AI论文

图神经网络（GNNs）是一种在处理表示为图的结构数据时表现卓越的强大的机器学习模型，在社交网络分析和推荐系统等应用中取得了显著的性能。然而，传统的GNN在处理大规模图时面临可扩展性挑战。本文提出了一种将GNNs应用于量子计算机的方法，以可能解决这一挑战。我们设计了对三种经典GNN的量子算法：图卷积网络、图注意力网络和消息传递GNN。对简化图卷积（SGC）网络的量子实现的复杂性分析表明，与经典SGC相比，量子SGC具有潜在的量子优势，在时间和空间复杂性方面都有显著的提高。我们的复杂性可以在这两个方面做出权衡：在优化最小电路深度时，我们的量子SGC在输入大小上实现对数的运行时间复杂性（尽管代价是线性空间复杂性）。而在优化最小量子比特数时，量子SGC在输入大小上表现出对数的空间复杂性，相比之下，经典SGC具有指数级的降幅，但仍保持更好的时间复杂性。这些结果表明，我们的量子GNN框架可以在处理大型图时有效处理。这项工作为在量子计算机上实现更先进的图神经网络模型铺平了道路，为分析图形化数据提供了新的量子机器学习可能性。
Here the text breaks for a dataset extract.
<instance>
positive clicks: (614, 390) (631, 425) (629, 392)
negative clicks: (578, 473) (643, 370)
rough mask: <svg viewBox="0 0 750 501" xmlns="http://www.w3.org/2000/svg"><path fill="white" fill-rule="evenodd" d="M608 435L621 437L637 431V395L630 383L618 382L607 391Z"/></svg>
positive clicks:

Graph Neural Networks (GNNs) are powerful machine learning models that excel at analyzing structured data represented as graphs, demonstrating remarkable performance in applications like social network analysis and recommendation systems. However, classical GNNs face scalability challenges when dealing with large-scale graphs. This paper proposes frameworks for implementing GNNs on quantum computers to potentially address the challenges. We devise quantum algorithms corresponding to the three fundamental types of classical GNNs: Graph Convolutional Networks, Graph Attention Networks, and Message-Passing GNNs. A complexity analysis of our quantum implementation of the Simplified Graph Convolutional (SGC) Network shows potential quantum advantages over its classical counterpart, with significant improvements in time and space complexities. Our complexities can have trade-offs between the two: when optimizing for minimal circuit depth, our quantum SGC achieves logarithmic time complexity in the input sizes (albeit at the cost of linear space complexity). When optimizing for minimal qubit usage, the quantum SGC exhibits space complexity logarithmic in the input sizes, offering an exponential reduction compared to classical SGCs, while still maintaining better time complexity. These results suggest our Quantum GNN frameworks could efficiently process large-scale graphs. This work paves the way for implementing more advanced Graph Neural Network models on quantum computers, opening new possibilities in quantum machine learning for analyzing graph-structured data.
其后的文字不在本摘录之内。